Les réactions de l'institution psychiatrique
L'auteur précise que "les psychiatres occupaient dans le système médical français une place un peu particulière : en 1940, sur 27 000 praticiens, ils n’étaient que 207, peu considérés par les autres spécialistes, n’ayant d’ailleurs pas le droit de recevoir une clientèle privée, et avec le statut de fonctionnaires, dépendaient localement du préfet ; on perçoit bien que leur parole ne pesait pas très lourd auprès des autorités médicales. Ajoutons qu’étant très peu nombreux, ils étaient chargés d’un très grand nombre de patients (certains en ont eu jusqu’à 800), avec un personnel très raréfié, du fait de la guerre. De surcroît la plupart des médecins-chefs de ces hôpitaux hésitèrent à établir, dans un premier temps, un lien de cause à effet entre surmortalité et sous-alimentation ; certains même le nièrent. Pourquoi ? C’est difficile à cerner. Comme la famine a disparu de leur univers mental (elle n’avait pas sévi durant la Grande Guerre) beaucoup paraissent avoir eu du mal à évaluer le déficit calorique des patients en regard de leur déficit vitaminique. Beaucoup se lancèrent dans une distribution systématique de vitamines. Sans grands résultats."
Un monument commémoratif
En signe mémoriel, Jean-Pierre Azéma propose d'ériger un monument sur le Parvis des droits de l'homme à Paris élargissant les propos au-delà des seuls malades mentaux. En dédicace : "Aux victimes civiles mortes de faim et de froid dans l'indifférence, durant l'occupation", l'historien invite aussi à apposer une plaque à l'entrée des hôpitaux psychiatriques en service durant la Seconde Guerre mondiale rappelant que 45 000 malades mentaux sont morts de faim en France à cette époque. Enfin, "une comme?moration officielle de "l'he?catombe" pourrait se faire lors de la journe?e nationale des personnes en situation de handicap", à savoir chaque 3 décembre. Dans un communiqué commun, les deux secrétariats d'État soulignent que ces propositions "doivent maintenant être partagées et discutées avec les divers partenaires de l'association Mouvement pour une société inclusive, afin de proposer au président de la République les gestes qui permettront d'inscrire dans la mémoire nationale le souvenir de ces victimes trop longtemps oubliées".
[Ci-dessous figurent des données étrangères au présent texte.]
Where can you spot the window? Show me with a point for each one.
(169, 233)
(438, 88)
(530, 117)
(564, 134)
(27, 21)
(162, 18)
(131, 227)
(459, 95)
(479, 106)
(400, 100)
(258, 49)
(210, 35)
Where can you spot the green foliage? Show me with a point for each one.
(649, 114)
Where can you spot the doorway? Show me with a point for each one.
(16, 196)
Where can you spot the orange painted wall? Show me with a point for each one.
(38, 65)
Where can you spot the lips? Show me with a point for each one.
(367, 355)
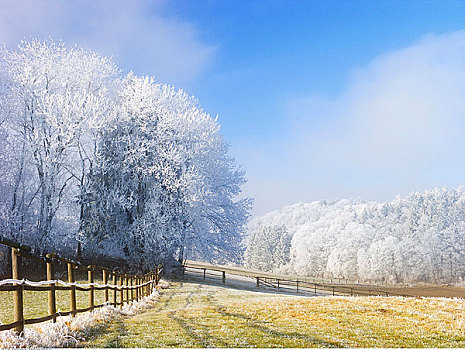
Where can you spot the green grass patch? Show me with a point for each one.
(197, 315)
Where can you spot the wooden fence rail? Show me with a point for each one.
(129, 292)
(291, 285)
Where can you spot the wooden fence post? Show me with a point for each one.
(145, 286)
(126, 281)
(114, 289)
(18, 293)
(105, 282)
(121, 295)
(136, 290)
(72, 291)
(52, 309)
(90, 277)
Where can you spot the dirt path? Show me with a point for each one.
(192, 314)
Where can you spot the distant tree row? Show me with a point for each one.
(122, 164)
(416, 238)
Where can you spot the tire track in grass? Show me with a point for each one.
(260, 326)
(204, 339)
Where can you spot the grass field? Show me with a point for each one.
(199, 315)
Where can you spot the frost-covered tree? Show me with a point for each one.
(419, 237)
(51, 97)
(125, 165)
(268, 248)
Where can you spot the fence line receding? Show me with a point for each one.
(130, 287)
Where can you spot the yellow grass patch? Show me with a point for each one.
(196, 315)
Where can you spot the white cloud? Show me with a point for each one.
(398, 126)
(135, 33)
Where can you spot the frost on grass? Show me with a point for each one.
(69, 331)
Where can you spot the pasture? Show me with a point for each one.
(192, 314)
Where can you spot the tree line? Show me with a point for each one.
(415, 238)
(118, 164)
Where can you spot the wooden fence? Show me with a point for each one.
(287, 285)
(128, 287)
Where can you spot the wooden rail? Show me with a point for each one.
(144, 285)
(289, 285)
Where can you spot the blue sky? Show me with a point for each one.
(318, 99)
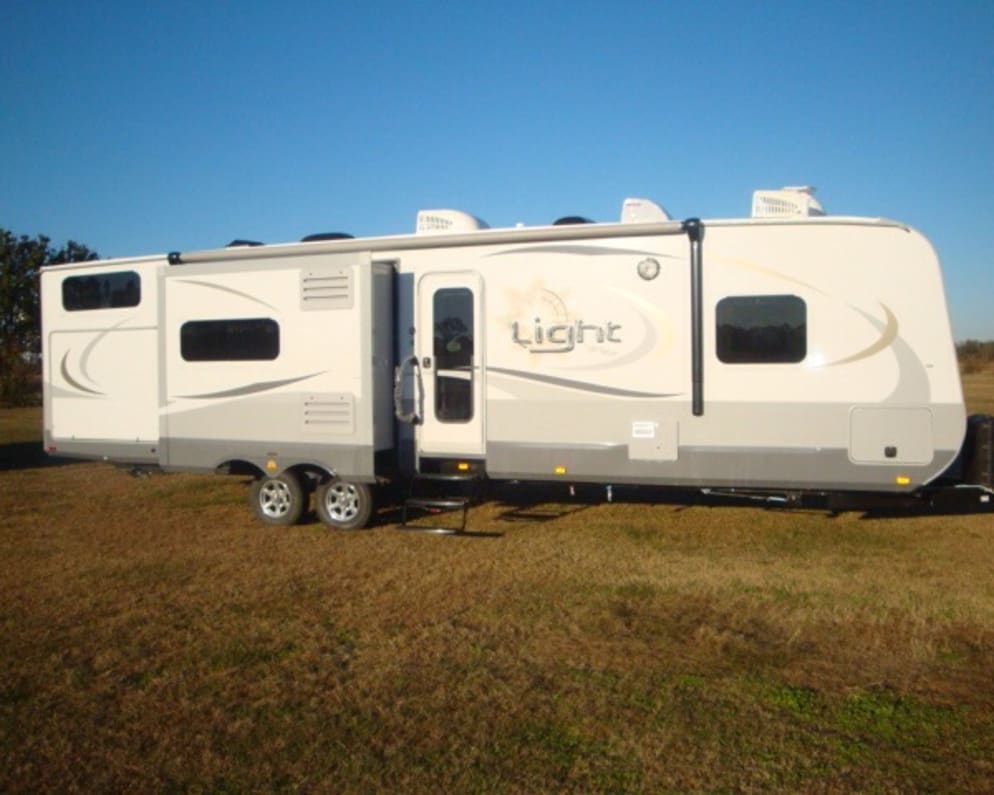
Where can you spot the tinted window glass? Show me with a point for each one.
(453, 348)
(761, 329)
(101, 291)
(232, 340)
Mission sur le drame que les personnes handicapées mentales ou malades psychiques ont connu dans les hôpitaux psychiatriques et les hospices français entre 1941 et 1945, J.-P. Azéma, octobre 2015, ministère de la Défense, Ministère des Affaires sociales, de la Santé et des Droits des femmes.
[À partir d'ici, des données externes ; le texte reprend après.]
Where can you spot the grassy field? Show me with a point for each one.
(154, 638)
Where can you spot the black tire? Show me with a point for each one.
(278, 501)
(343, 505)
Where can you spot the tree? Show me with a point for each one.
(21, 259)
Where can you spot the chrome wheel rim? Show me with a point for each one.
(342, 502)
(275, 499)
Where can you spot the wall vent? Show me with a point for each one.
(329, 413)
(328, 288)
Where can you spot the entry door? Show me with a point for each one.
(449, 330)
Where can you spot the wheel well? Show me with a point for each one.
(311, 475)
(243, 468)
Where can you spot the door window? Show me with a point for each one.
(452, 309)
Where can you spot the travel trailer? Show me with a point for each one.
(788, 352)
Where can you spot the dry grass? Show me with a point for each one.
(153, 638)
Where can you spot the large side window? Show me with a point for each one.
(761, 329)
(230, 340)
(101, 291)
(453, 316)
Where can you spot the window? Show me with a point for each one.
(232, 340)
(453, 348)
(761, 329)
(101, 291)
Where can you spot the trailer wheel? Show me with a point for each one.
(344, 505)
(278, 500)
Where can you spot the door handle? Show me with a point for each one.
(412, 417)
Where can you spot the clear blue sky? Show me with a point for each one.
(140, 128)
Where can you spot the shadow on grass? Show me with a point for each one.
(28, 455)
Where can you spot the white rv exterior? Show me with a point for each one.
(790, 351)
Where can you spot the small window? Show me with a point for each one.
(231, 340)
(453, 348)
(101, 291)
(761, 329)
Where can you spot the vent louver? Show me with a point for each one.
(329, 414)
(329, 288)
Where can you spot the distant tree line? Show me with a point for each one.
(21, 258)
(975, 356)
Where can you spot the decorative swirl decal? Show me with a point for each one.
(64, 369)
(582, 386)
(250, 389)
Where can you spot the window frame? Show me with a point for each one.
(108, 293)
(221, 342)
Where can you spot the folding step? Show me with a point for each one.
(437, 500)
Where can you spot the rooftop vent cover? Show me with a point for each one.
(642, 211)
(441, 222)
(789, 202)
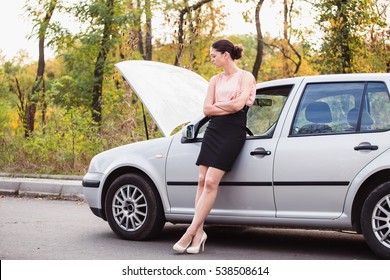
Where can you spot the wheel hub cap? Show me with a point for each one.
(129, 207)
(381, 221)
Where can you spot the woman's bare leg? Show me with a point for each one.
(204, 203)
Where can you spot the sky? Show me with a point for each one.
(15, 28)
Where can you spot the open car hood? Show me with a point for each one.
(172, 95)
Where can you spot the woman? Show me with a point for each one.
(229, 96)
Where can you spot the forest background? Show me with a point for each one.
(57, 113)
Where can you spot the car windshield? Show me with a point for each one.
(264, 113)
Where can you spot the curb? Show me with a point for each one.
(65, 187)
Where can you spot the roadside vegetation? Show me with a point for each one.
(57, 113)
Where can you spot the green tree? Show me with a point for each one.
(344, 24)
(41, 14)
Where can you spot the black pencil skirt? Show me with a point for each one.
(223, 140)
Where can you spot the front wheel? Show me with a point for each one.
(133, 208)
(375, 220)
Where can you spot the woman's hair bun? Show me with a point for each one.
(237, 51)
(224, 45)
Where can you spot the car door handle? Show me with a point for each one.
(260, 152)
(366, 146)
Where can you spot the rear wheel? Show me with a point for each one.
(133, 208)
(375, 220)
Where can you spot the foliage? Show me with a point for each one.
(348, 27)
(68, 138)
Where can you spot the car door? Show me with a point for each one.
(247, 190)
(337, 129)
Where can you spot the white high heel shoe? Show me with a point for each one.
(200, 247)
(180, 249)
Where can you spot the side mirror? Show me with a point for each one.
(188, 132)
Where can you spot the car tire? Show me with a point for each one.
(375, 220)
(133, 208)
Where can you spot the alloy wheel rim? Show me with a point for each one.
(129, 208)
(381, 221)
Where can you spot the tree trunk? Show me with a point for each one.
(180, 39)
(100, 65)
(260, 41)
(148, 37)
(39, 83)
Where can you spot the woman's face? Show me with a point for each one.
(217, 58)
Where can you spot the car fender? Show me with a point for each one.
(148, 156)
(380, 163)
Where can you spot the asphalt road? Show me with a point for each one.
(44, 229)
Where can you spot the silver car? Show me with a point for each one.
(317, 155)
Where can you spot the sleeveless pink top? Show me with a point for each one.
(228, 87)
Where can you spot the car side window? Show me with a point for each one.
(332, 108)
(263, 115)
(375, 115)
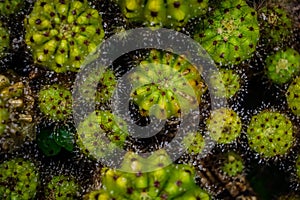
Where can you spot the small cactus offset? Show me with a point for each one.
(4, 40)
(55, 102)
(165, 182)
(224, 125)
(159, 13)
(62, 33)
(61, 188)
(270, 134)
(282, 66)
(18, 179)
(231, 34)
(101, 133)
(170, 82)
(293, 96)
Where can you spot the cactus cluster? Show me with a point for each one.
(282, 66)
(62, 33)
(55, 102)
(174, 181)
(231, 34)
(4, 40)
(293, 96)
(18, 179)
(101, 133)
(224, 125)
(170, 13)
(62, 188)
(166, 85)
(16, 113)
(270, 134)
(226, 83)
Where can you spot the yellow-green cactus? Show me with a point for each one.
(231, 34)
(166, 85)
(224, 125)
(283, 65)
(62, 33)
(18, 179)
(293, 96)
(270, 134)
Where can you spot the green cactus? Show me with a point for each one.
(62, 33)
(158, 13)
(61, 188)
(100, 133)
(18, 179)
(55, 102)
(226, 83)
(230, 36)
(282, 66)
(166, 85)
(270, 134)
(275, 24)
(8, 7)
(233, 164)
(224, 125)
(172, 182)
(293, 96)
(194, 142)
(4, 40)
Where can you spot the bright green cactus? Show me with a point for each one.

(1) "L'Hécatombe des fous. La famine dans les hôpitaux psychiatriques français sous l'occupation", Isabelle von Bueltzingsloewen, éditions Aubier, 2007.
(2) 49 malades mentaux de l'hôpital psychiatrique de Stephansfeld-Brumath en Alsace ont été gazés sur ordre du Reich. Mais l'Alsace étant alors annexée par l'Allemagne et non uniquement occupée, ils ont été exterminés comme l'ont été les malades mentaux allemands.